Writeup DEFCON Quals 2020 bytecoooding

2020-05-20 - Mattias Grenfeldt

Moved here from somewhere else on 2023-01-16

Description

if u thought shellcoding was fun, wait until you try bytecoooding Threshold starts at 8, and decrements by 1 approximately every 5 hours.

bytecoooding.challenges.ooo 5000

bytecode-docker.tar.gz

Overview

In this challenge you have to make a bytecode polyglot file for the languages: jvm, python3, python2, ruby, lua, nodejs, ocaml and elisp. The polyglot had to open the file "flag" in the current directory and print its content to stdout.

This was a "golf"-challenge, so the initial threshold for solving the challenge was to make a single polyglot for all the 8 languages. The threshold would then go down by 1 every 5 hours of the competition. So after 10 hours you only had to make a polyglot for 6 of the languages and so on. After the first team solves the challenge the threshold is locked at how many languages they managed to solve it with.

The service asks you for at most 4096 bytes. It then saves it in a file called bytecode. It then tries to execute it using the specific environment for each language. For some languages it prepends a couple of bytes before executing. For example magic headers for python2/3 .pyc files, ruby, lua and so on. For more exact details about the problem, see bytecode-docker.tar.gz.

Me and zzz, playing for NorseCode, solved it using 4 languages (python2, python3, lua, ocaml) and got first blood! Only one other team managed to solve it during the competition: /bin/tw

Solution

Python2 and Python3

So we naturally started with trying to combine python2 and python3. You would assume they are similar enough to be easy to combine. The server prepends the 4 magic bytes for a python2 or python3 .pyc-file for us before running it using python[2|3] bytecode. So we started digging into the .pyc-format to try and make a polyglot.

After some digging in the python source code we find the format of .pyc-files in both python2 and 3. To find it we looked at the source code for the compileall module since it can be used to create pyc-files.

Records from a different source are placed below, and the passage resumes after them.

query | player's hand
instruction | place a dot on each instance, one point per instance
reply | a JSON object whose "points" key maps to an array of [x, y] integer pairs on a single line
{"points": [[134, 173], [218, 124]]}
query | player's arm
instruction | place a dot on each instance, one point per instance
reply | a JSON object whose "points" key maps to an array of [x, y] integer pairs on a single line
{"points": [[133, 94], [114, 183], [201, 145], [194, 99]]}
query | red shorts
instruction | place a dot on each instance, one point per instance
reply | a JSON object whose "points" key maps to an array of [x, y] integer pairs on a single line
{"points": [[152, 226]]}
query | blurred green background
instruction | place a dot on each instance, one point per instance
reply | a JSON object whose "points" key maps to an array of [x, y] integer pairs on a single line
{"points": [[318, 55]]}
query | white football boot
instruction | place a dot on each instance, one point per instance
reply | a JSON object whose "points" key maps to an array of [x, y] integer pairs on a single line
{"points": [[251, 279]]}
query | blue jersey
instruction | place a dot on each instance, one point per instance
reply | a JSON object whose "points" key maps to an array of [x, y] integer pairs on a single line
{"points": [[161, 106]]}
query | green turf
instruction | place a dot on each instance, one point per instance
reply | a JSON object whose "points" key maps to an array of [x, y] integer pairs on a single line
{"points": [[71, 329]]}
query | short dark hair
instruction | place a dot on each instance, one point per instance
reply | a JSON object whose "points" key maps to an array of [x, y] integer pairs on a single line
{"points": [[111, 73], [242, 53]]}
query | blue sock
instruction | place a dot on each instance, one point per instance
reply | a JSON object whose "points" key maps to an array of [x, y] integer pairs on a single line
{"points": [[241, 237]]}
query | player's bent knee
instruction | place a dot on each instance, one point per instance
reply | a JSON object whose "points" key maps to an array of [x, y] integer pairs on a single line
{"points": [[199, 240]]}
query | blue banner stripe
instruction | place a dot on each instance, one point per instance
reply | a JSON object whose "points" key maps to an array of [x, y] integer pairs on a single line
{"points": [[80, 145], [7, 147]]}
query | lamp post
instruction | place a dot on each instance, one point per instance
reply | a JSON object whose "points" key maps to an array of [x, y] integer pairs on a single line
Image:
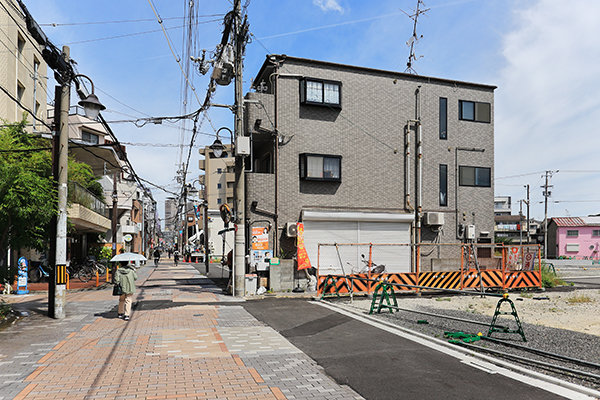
{"points": [[238, 267], [92, 107]]}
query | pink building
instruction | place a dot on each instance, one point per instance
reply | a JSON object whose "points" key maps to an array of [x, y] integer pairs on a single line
{"points": [[574, 237]]}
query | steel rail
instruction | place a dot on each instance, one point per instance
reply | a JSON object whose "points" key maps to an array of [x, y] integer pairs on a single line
{"points": [[530, 361], [545, 353], [440, 316]]}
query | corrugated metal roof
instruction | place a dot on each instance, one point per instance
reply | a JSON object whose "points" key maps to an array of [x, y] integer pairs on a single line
{"points": [[591, 221], [568, 221]]}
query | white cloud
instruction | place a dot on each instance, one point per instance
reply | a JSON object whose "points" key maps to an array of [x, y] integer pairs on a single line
{"points": [[548, 97], [327, 5]]}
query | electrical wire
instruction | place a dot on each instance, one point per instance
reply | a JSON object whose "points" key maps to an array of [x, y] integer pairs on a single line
{"points": [[13, 98], [136, 34], [176, 56], [122, 21]]}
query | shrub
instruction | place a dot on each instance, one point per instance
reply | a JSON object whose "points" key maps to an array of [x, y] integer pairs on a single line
{"points": [[549, 277]]}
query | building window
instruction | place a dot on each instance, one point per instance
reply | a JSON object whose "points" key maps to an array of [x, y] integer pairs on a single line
{"points": [[474, 176], [20, 93], [20, 46], [321, 92], [475, 111], [89, 137], [443, 118], [443, 185], [572, 247], [320, 167]]}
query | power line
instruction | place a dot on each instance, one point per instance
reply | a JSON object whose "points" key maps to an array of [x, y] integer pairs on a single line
{"points": [[53, 24], [135, 34]]}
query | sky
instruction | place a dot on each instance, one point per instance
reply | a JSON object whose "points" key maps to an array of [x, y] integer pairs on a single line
{"points": [[543, 55]]}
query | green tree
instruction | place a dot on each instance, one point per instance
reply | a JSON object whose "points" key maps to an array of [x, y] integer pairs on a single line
{"points": [[27, 192]]}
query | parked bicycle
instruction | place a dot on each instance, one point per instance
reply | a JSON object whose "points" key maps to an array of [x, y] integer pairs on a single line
{"points": [[375, 268], [86, 270], [39, 272]]}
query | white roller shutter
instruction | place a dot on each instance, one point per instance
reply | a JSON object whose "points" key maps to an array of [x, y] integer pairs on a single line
{"points": [[353, 227]]}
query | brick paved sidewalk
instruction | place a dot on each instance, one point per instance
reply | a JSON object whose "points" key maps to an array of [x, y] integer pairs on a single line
{"points": [[184, 340]]}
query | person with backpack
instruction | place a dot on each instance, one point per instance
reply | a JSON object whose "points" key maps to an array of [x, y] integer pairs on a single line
{"points": [[125, 277]]}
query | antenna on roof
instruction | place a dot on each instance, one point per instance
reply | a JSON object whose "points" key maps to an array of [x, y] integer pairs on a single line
{"points": [[414, 38]]}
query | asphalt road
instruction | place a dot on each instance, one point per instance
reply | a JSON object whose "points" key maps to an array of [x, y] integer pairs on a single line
{"points": [[378, 364]]}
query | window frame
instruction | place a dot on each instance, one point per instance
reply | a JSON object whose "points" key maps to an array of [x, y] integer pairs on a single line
{"points": [[304, 92], [443, 118], [303, 170], [443, 185], [461, 178], [476, 116], [90, 137]]}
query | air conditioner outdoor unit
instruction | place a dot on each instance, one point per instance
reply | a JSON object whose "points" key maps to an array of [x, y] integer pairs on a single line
{"points": [[470, 234], [291, 229], [432, 218]]}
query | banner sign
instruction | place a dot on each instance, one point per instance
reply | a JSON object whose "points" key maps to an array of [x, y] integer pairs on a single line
{"points": [[260, 238], [303, 261]]}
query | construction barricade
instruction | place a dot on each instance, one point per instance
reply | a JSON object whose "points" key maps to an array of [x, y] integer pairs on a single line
{"points": [[357, 267]]}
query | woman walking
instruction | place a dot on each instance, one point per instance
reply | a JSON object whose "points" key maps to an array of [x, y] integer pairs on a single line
{"points": [[126, 277]]}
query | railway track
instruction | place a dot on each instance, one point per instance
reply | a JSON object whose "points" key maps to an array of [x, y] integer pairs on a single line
{"points": [[562, 354]]}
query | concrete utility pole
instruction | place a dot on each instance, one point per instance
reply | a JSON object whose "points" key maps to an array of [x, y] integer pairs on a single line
{"points": [[113, 226], [547, 193], [239, 264], [60, 280], [527, 202]]}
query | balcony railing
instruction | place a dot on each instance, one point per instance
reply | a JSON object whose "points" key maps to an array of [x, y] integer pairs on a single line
{"points": [[80, 195]]}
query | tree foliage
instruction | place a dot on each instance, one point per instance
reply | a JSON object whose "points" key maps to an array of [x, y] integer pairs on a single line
{"points": [[83, 174], [27, 193]]}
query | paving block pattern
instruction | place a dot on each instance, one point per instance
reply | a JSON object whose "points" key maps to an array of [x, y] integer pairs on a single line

python2.7 pyc file format:
- magic header            - 4 bytes - 03F30D0A 
- timestamp last modified - 4 bytes
- marshalled code object

python3.6 pyc file format:
- magic header            - 4 bytes - 330D0D0A
- timestamp last modified - 4 bytes
- size of source code     - 4 bytes
- marshalled code object

Relevant links:

Okay, pretty similar, the only thing that differs is the size of source code field. Promising! Let's look at the structure of the marshalled code object. You can find the structure of this by looking into the source code of the marshal module

python2/3 code object:
- object type    1 bytes - 'c' for code object
- argcount       4 bytes
- kwonlyargcount 4 bytes - ONLY EXISTS IN PYTHON 3
- nlocals        4 bytes
- stacksize      4 bytes
- flags          4 bytes
- code string    v bytes
- consts         v bytes
- names          v bytes
- varnames       v bytes
- freevars       v bytes
- cellvars       v bytes
- filename       v bytes
- name           v bytes
- firstlineno    4 bytes
- lnotab         v bytes

NOTE: v means variable number of bytes. Check the links below for more details.

Relevant links:

So the code objects are also very similar, nice! Note the object type field. It is a one byte field that has to be c for code objects. And we have to have a code object according to the pyc format. For python3 this field also contains a 1 bit flag in the MSB so it can be c or \xe3. But if we try to make a polyglot the argcount field in python2 and the object type field in python3 will overlap. In the example shown below this means that the c or \xe3 of python3 will make the argcount of python2 very big (or negative), since it is stored in little endian.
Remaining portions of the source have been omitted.